Victims of a mugging incident may experience any of the classic symptoms of PTSD:

  • Reoccurring, terrifying flashbacks or nightmares

  • Avoidance of situations that remind one of the incident

  • Irritability or anger

  • Emotional numbness

  • Trouble concentrating

  • Withdrawal from friends and family

  • Physical anxiety symptoms

  • Problems eating or sleeping

  • Victims express their distress in varying ways, and it's not always obvious that someone is struggling with the aftereffects of experiencing trauma.

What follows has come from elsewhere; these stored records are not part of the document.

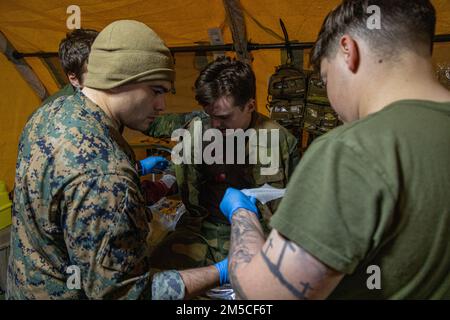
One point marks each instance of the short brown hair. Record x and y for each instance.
(404, 23)
(74, 50)
(226, 77)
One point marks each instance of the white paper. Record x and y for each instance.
(265, 193)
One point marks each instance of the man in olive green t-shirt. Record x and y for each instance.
(366, 214)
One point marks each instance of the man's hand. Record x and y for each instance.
(234, 200)
(153, 165)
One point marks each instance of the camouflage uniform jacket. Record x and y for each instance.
(190, 177)
(78, 203)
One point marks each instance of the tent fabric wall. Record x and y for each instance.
(39, 25)
(17, 102)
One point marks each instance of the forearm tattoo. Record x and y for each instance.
(247, 239)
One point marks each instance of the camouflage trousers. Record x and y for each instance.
(185, 248)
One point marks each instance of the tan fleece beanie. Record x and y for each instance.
(128, 51)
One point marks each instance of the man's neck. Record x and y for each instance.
(412, 79)
(101, 100)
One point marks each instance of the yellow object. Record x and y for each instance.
(5, 207)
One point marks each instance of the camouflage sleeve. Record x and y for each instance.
(189, 180)
(106, 224)
(168, 285)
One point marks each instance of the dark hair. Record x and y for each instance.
(225, 77)
(74, 50)
(404, 24)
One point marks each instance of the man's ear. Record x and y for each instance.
(73, 79)
(350, 50)
(250, 106)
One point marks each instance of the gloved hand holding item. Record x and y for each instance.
(234, 200)
(222, 267)
(152, 165)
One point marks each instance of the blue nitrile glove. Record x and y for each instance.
(153, 165)
(222, 267)
(234, 200)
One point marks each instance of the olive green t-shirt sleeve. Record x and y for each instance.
(337, 205)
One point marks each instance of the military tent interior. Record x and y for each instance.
(31, 32)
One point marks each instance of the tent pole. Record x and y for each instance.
(22, 66)
(225, 47)
(236, 21)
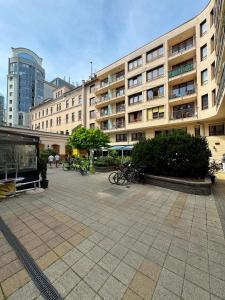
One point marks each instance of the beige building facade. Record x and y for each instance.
(175, 82)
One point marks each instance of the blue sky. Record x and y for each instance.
(68, 34)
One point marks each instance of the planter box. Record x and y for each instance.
(104, 169)
(181, 185)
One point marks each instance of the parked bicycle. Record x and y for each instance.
(127, 174)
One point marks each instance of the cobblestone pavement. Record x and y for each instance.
(94, 240)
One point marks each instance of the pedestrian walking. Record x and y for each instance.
(50, 159)
(57, 159)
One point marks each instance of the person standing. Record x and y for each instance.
(50, 159)
(57, 158)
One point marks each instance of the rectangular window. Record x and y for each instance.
(104, 82)
(92, 114)
(104, 125)
(104, 111)
(211, 17)
(155, 73)
(137, 136)
(92, 88)
(183, 111)
(135, 63)
(204, 77)
(155, 93)
(135, 116)
(134, 99)
(135, 81)
(92, 101)
(203, 28)
(182, 89)
(217, 129)
(183, 46)
(120, 91)
(156, 112)
(121, 137)
(205, 102)
(120, 122)
(213, 97)
(155, 53)
(79, 115)
(197, 131)
(212, 43)
(203, 51)
(120, 107)
(213, 70)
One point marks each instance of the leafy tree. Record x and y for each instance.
(89, 139)
(179, 154)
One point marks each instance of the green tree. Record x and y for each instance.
(89, 139)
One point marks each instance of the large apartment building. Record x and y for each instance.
(175, 82)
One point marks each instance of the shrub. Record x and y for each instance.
(178, 155)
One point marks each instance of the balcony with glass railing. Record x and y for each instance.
(182, 94)
(221, 89)
(181, 70)
(110, 96)
(181, 48)
(110, 81)
(183, 113)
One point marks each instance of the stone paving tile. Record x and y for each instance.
(131, 295)
(65, 283)
(197, 277)
(47, 259)
(175, 265)
(142, 285)
(171, 281)
(28, 292)
(14, 282)
(83, 266)
(140, 246)
(81, 292)
(124, 273)
(193, 292)
(96, 277)
(163, 294)
(150, 269)
(96, 253)
(112, 289)
(133, 259)
(10, 269)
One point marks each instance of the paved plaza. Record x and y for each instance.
(94, 240)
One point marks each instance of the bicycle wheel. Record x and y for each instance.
(113, 177)
(121, 179)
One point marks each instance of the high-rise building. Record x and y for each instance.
(25, 86)
(1, 109)
(174, 83)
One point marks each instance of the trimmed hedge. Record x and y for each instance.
(176, 155)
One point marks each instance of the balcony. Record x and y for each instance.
(183, 113)
(183, 94)
(179, 51)
(113, 96)
(221, 87)
(181, 70)
(111, 81)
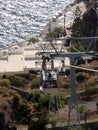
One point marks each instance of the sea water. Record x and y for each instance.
(22, 19)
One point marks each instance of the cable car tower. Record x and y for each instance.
(73, 114)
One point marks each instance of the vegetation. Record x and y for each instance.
(4, 82)
(82, 76)
(39, 124)
(35, 83)
(22, 114)
(33, 40)
(17, 80)
(55, 33)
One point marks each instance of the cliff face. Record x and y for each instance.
(90, 22)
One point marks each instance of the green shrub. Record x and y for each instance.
(83, 109)
(22, 114)
(35, 83)
(81, 76)
(17, 80)
(4, 82)
(65, 84)
(32, 76)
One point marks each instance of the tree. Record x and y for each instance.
(76, 28)
(90, 22)
(39, 124)
(22, 114)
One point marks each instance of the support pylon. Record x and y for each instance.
(73, 115)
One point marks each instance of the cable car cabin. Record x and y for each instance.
(49, 79)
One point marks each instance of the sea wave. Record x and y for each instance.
(22, 19)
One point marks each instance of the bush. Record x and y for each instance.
(32, 76)
(35, 83)
(22, 114)
(17, 80)
(38, 125)
(90, 87)
(4, 82)
(81, 76)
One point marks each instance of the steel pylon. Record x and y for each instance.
(73, 114)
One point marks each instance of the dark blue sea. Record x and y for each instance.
(22, 19)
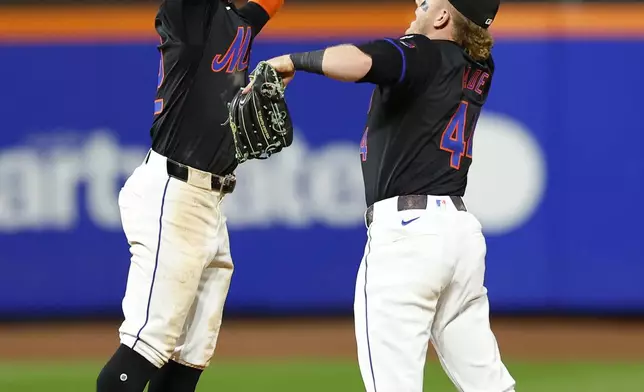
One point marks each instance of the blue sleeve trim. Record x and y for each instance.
(404, 68)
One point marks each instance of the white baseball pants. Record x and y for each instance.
(180, 268)
(422, 281)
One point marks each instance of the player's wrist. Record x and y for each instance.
(308, 61)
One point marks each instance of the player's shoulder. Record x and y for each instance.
(416, 41)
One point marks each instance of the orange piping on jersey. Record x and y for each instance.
(270, 6)
(135, 23)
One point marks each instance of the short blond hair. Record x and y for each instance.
(476, 40)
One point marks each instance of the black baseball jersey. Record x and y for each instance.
(418, 139)
(205, 50)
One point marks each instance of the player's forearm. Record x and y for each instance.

According to the National Institutes of Health: 1

PTSD symptoms seem to be worse if they were triggered deliberately by another person, as in a mugging or rape. Most PTSD sufferers repeatedly relive the trauma in their thoughts during the day and in nightmares when they sleep. These are called flashbacks. Flashbacks may consist of images, sounds, smells, or feelings. They are often triggered by ordinary occurrences, such as a door slamming, a car backfiring, or being in a place that looks like where the trauma took place. A person having a flashback is likely to feel the emotions and physical feelings that occurred when the incident happened despite no longer being in danger.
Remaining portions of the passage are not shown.